Top 50 Data Structures & Algorithms Interview Questions 2025

Array: contiguous memory, O(1) random access, O(n) insert/delete (shifting). LinkedList: non-contiguous, O(n) access (traverse), O(1) insert/delete at known position. Array better for: random access, cache efficiency, known size. LinkedList better for: frequent insert/delete, unknown size, no memory reallocation. In practice, arrays usually preferred.

Average case: insert O(1), delete O(1), search O(1). Worst case (all collisions): O(n). Hash function converts key to index. Collision handling: chaining (linked lists) or open addressing (probing). Load factor affects performance; rehash when exceeded. Good hash functions distribute evenly. Used in: dictionaries, sets, caches, database indexing.

BST: left children smaller, right children larger. Operations (balanced): search O(log n), insert O(log n), delete O(log n). Worst case (unbalanced/linear): O(n). Traversals: inorder gives sorted order. Self-balancing trees (AVL, Red-Black) maintain O(log n). Delete cases: leaf (remove), one child (replace), two children (find inorder successor/predecessor).

Heap: complete binary tree with heap property (max-heap: parent >= children, min-heap: parent <= children). Operations: insert O(log n), extract O(log n), peek O(1). Usually implemented as array (parent at i, children at 2i+1, 2i+2). Applications: priority queues, Dijkstra's algorithm, heap sort, finding k-th largest, median maintenance.

Adjacency Matrix: O(V²) space, O(1) edge lookup, good for dense graphs. Adjacency List: O(V+E) space, O(degree) edge lookup, good for sparse graphs (most real graphs). Edge List: O(E) space, simple, good for edge-based algorithms (Kruskal). Most interviews use adjacency list. For directed graphs, separate lists for in/out edges may help.

BFS (Breadth-First): uses queue, explores neighbors first, finds shortest path in unweighted graphs, more memory for wide graphs. DFS (Depth-First): uses stack/recursion, explores deeply first, less memory, good for: topological sort, cycle detection, path existence. Choose BFS for shortest path, level-order; DFS for exhaustive search, backtracking.

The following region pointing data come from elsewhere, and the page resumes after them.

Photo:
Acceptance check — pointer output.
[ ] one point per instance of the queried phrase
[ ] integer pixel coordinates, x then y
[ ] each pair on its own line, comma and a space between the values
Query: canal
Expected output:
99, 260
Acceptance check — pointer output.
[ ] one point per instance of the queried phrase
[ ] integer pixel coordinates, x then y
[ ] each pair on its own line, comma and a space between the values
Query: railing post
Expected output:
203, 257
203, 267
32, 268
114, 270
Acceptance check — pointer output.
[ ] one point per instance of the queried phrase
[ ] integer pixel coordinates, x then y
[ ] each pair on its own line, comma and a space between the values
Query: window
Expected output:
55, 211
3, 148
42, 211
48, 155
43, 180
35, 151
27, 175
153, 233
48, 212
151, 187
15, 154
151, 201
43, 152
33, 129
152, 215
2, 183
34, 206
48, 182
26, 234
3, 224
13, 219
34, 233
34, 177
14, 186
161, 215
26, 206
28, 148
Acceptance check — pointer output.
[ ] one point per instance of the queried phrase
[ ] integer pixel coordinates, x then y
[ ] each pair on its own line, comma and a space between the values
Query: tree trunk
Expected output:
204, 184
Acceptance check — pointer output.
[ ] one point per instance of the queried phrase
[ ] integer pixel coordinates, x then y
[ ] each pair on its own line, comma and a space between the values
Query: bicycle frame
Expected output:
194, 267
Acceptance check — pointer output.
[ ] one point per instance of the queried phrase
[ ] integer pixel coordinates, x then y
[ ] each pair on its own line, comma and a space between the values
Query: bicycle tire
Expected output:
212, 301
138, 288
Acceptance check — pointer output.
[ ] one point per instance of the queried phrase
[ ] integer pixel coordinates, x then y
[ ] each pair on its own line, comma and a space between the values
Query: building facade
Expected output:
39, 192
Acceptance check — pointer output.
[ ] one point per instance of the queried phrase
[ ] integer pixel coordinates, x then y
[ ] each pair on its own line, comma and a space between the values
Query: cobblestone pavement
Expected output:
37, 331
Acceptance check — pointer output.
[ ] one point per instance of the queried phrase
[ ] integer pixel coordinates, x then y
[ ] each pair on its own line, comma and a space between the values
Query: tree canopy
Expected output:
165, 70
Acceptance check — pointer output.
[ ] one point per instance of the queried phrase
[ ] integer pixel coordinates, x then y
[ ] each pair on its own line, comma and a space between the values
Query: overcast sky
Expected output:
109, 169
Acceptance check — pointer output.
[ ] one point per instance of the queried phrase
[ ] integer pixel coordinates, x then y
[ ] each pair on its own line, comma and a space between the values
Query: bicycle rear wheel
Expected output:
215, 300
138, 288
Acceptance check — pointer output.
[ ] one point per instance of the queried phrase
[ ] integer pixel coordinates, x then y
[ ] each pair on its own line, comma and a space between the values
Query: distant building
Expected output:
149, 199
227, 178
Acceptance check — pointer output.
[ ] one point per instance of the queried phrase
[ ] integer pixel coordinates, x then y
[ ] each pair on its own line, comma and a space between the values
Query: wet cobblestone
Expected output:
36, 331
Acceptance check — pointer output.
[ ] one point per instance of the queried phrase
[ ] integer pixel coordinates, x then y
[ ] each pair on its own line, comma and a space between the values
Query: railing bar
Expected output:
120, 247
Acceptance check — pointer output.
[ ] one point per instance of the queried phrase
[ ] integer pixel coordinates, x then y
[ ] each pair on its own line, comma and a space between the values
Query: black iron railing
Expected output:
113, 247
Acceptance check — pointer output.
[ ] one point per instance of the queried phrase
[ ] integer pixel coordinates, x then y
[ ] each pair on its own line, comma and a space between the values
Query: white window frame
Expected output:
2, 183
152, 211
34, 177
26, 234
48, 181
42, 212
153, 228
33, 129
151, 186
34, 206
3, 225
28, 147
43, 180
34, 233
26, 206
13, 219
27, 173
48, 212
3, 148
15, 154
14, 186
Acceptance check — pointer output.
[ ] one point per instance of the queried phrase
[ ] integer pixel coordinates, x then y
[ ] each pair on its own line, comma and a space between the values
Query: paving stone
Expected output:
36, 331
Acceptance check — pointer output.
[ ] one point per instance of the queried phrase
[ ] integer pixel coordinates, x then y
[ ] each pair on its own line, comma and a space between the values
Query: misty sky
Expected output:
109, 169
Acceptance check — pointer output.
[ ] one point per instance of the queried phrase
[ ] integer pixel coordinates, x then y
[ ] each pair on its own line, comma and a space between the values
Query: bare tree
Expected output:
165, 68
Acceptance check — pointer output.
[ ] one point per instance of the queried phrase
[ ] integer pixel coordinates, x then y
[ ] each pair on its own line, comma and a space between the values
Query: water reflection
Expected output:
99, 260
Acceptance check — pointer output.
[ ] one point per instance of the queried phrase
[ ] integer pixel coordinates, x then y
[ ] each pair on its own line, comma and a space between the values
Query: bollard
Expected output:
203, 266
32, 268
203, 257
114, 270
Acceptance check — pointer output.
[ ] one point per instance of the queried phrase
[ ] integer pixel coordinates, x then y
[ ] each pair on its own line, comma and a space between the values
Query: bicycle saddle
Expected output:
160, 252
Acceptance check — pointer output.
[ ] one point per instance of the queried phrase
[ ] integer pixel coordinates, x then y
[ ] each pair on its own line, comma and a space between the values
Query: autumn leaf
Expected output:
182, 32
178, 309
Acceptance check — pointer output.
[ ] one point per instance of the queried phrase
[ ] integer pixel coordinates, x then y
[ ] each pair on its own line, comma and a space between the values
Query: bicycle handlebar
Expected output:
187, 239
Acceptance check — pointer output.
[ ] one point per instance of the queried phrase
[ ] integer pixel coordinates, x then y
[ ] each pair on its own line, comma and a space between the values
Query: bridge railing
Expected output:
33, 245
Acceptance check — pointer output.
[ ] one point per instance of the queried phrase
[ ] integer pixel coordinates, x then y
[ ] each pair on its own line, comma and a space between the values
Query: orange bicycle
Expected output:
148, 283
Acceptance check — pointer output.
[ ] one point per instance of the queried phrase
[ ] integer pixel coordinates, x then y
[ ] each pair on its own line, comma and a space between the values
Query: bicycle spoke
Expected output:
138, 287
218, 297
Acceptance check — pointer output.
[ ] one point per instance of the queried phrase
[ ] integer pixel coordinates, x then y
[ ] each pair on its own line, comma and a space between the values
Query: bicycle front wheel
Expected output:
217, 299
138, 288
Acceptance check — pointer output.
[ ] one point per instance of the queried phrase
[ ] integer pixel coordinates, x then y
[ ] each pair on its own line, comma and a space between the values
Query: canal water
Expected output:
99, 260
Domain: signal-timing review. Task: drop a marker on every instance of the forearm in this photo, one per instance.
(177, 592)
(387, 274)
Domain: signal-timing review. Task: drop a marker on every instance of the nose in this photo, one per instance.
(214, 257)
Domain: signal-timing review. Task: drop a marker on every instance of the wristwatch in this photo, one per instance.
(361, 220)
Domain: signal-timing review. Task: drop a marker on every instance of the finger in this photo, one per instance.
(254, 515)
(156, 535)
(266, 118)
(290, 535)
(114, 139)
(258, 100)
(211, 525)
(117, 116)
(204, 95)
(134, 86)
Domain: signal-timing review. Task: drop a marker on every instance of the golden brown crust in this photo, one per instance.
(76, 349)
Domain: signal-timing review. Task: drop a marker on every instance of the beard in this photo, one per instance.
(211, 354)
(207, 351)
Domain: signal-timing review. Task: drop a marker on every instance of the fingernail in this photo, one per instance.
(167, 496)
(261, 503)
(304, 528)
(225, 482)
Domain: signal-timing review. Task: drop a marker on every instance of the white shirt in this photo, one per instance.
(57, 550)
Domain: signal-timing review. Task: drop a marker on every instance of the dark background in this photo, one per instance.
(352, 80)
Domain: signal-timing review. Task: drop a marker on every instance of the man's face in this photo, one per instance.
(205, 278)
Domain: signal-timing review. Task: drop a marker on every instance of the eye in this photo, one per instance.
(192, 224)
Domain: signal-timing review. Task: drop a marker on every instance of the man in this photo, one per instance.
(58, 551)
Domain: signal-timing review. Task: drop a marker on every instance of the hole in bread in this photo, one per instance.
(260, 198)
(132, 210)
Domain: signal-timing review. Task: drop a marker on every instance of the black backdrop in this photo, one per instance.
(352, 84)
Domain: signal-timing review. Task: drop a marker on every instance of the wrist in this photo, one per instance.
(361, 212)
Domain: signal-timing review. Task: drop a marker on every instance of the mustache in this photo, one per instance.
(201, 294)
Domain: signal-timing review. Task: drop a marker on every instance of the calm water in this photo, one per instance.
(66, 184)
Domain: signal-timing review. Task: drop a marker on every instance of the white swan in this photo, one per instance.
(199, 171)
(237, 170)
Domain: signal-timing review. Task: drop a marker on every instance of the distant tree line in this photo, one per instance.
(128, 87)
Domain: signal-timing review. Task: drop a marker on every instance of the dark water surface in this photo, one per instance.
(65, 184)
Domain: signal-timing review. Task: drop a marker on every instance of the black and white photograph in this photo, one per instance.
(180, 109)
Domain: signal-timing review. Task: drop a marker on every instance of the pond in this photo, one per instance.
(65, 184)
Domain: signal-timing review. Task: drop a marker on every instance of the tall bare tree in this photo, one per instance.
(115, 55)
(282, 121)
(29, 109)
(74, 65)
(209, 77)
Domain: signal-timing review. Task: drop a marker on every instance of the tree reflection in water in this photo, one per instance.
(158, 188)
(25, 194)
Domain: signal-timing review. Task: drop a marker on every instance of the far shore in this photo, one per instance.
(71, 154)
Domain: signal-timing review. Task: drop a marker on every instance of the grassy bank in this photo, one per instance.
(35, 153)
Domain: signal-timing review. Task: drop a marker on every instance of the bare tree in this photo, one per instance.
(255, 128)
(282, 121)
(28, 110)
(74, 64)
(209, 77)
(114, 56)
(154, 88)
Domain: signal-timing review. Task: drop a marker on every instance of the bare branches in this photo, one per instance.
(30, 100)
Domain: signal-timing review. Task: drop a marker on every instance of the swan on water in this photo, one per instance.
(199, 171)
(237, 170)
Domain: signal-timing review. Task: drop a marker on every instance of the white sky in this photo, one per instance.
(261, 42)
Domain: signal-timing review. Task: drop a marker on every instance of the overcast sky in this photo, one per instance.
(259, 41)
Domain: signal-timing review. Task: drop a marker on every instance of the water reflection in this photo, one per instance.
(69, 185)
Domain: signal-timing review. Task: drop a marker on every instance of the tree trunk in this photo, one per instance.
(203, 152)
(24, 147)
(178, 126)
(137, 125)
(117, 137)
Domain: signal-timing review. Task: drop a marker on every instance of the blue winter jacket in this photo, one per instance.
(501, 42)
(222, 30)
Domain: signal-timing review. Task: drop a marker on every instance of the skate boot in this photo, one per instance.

DP solves problems by breaking into overlapping subproblems, storing solutions to avoid recomputation. Signs: optimal substructure, overlapping subproblems. Approaches: top-down (memoization, recursion + cache) or bottom-up (tabulation, iterative). Examples: Fibonacci, knapsack, longest common subsequence, coin change. Start with recursion, add memoization, convert to tabulation if needed.

Two pointers traverse array/string simultaneously, often from opposite ends or same direction at different speeds. Examples: (1) Two Sum II - converge from ends, (2) Remove duplicates - slow/fast pointers, (3) Linked list cycle - fast moves 2x, (4) Container with most water - shrink from sides. Reduces O(n²) to O(n) in many cases.

Sliding window maintains a subset of elements that "slides" through the array. Types: fixed size (sum of k elements) or variable size (longest substring without repeat). Pattern: expand window (add element), shrink when condition violated (remove from start). Reduces O(n²) to O(n). Examples: max sum subarray, longest substring, minimum window substring.

Recursion: function calls itself, uses call stack, elegant for tree/divide-conquer problems, risk of stack overflow. Iteration: loops, uses explicit stack/queue if needed, more memory efficient, sometimes more complex code. Every recursion can be converted to iteration. Use recursion for: trees, backtracking, when it's clearer. Optimize with tail recursion or convert to iteration.